When your agent makes appointments with potential buyers ask them for the “buyers position “so you are aware if they have a property to sell, where they are in their property chain and their financial position – your agent should have this information from their vetting procedure.
Negotiating a Fee with Estate Agents
According to the National Federation of Property Professionals (NFPP), the average fee for an estate agent is 1.5 per cent, with costs in the South East considerably more. Yet, across the country, fees vary and there’s no real guarantee of what you can expect to pay in any region or transaction before asking. The market isn’t the only agent dictating cost here.

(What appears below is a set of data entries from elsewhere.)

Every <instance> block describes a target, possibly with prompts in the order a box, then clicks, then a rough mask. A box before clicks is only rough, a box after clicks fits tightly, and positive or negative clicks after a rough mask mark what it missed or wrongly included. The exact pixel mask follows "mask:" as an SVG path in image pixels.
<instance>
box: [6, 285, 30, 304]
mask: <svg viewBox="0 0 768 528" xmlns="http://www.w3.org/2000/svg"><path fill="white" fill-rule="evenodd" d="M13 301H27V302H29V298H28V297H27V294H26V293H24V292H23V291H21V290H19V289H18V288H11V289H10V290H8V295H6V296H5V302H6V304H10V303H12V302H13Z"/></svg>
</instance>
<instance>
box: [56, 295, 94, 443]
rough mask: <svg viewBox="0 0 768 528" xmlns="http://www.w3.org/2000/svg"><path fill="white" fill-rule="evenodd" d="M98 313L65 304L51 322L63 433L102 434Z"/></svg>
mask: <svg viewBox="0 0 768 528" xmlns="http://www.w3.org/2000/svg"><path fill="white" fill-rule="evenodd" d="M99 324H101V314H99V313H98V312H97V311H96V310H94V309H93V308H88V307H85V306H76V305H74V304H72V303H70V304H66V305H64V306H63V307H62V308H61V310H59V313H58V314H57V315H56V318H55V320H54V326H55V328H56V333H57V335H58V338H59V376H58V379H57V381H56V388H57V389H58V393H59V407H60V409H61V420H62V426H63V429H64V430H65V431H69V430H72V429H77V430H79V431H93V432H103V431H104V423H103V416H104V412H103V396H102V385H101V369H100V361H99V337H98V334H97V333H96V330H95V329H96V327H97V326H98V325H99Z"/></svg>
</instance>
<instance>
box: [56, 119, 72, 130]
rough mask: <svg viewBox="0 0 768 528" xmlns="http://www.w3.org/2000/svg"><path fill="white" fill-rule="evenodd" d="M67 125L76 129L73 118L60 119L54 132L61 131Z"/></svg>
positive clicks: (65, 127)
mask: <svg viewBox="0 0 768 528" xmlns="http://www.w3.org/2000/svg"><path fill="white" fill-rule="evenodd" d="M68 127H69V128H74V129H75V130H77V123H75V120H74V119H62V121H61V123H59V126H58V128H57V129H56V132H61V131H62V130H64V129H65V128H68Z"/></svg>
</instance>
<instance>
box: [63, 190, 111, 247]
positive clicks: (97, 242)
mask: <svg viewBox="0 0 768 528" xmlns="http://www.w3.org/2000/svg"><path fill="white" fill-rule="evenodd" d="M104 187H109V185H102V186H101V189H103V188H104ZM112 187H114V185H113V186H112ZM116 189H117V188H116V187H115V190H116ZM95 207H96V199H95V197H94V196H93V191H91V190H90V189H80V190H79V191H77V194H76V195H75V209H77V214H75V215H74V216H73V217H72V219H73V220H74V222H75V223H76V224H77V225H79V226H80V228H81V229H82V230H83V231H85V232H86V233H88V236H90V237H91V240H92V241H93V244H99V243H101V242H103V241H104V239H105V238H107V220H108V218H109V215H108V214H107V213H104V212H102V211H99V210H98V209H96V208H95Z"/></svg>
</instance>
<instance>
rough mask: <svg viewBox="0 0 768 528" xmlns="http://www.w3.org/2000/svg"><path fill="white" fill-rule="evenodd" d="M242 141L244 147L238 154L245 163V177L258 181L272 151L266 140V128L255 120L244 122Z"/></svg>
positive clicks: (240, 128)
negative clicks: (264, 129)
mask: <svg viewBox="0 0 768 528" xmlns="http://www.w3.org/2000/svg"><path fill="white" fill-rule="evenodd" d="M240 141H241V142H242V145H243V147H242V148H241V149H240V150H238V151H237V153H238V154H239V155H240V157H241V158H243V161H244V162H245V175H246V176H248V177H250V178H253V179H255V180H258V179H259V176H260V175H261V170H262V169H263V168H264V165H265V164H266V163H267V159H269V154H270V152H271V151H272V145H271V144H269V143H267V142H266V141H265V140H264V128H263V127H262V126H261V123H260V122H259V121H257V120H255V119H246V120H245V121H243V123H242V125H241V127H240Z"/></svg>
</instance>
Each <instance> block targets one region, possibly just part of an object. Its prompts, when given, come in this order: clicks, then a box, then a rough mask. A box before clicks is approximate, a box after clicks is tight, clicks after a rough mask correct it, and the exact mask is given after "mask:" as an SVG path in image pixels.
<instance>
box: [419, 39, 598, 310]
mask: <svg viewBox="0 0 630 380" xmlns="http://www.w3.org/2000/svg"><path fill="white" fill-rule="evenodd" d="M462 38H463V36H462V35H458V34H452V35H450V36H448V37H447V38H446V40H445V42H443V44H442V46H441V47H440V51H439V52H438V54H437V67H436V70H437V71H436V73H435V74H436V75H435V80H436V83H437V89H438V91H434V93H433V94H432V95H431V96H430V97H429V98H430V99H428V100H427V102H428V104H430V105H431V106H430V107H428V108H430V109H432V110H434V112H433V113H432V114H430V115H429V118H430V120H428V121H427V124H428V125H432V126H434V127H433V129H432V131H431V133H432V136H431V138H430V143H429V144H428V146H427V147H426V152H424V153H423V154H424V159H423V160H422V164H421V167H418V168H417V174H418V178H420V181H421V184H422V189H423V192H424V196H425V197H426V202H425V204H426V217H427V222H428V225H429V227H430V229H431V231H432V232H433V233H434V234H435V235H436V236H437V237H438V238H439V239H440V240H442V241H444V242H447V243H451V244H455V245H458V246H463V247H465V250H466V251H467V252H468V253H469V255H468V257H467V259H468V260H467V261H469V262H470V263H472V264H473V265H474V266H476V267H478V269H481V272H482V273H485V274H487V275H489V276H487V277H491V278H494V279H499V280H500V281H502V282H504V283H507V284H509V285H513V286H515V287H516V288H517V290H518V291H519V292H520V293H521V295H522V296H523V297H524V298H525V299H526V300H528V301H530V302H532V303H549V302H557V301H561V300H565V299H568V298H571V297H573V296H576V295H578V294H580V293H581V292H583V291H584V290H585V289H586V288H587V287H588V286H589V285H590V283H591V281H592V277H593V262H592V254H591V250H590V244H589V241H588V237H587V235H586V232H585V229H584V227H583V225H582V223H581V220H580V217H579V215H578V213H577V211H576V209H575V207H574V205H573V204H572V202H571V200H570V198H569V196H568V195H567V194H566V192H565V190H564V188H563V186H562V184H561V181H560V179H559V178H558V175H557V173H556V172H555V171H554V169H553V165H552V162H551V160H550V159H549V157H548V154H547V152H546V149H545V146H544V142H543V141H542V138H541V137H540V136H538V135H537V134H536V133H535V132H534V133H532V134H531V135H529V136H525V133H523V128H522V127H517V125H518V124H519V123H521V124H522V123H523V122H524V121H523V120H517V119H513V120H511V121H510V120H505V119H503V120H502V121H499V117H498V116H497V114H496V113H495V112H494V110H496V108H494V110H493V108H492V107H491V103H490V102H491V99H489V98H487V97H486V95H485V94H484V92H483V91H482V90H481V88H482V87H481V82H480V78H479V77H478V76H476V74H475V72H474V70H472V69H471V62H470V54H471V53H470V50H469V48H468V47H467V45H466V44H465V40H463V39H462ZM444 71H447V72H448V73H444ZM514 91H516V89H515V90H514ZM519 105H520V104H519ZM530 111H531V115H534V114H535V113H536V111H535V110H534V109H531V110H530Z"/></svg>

Fees can often fluctuate by thousands of pounds in very competitive transactions.
There are generally four drivers in fees: the type of contract entered into, the will of the agent, the amount of competition, and the geographic region of sale.
The majority of estate agents pledge never to exceed 2.5% in fees but this is a commitment rarely adhered to even with properties under £600,000.
Once the agent has outlined their offer and you’ve demonstrated you’re not ignorant of the market knowledge involved, you’re ready to set about writing a contract.
The vast majority of estate agents ask for a minimum of six months of exclusive representation, but this is defined nowhere in law – aim to get this period down as much as possible. Agents may stipulate that six months is a conventional practice as if it’s mandatory but you’re entitled to haggle for a shorter contract and there’s no advantage in being unnecessarily contracted to any service.
A good technique is to offer 1.5 per cent but offers a higher fee if the agent manages to achieve a sale above the asking price. You’re free to decide how much in excess of the guide price earns the agent higher payment, but keep it competitive – don’t forget the end result: finding a buyer. Splitting hairs on decimal points will hinder progress. Adopting a fair but attractive stance for what’s on offer is a greater incentive in getting a property sold.
Watch out for estate agents pitching a ridiculously high sale price, the seller will only have to pay a higher commission following the transaction even if the price is reduced significantly in the process.
Never approach just one estate agent – go to two or three in the local area and get a good idea of fluctuations in fees. Find the devil in the detail and pick the agent who gives you a fair price for a deal that covers only what you need.
Never agree to any para-legal, brokering, or surveying advice offered by your estate agent – it’s like being asked to buy an expensive shoe-maintenance cream for the pair of boots you just bought in a shop. Do your homework and compare the services offered to those in the marketplace. Agents want you to use the services they recommend as generally they will receive a fee from the service provider for recommending you.
Always remember that there is no fixed price other than the fee on which you both agree.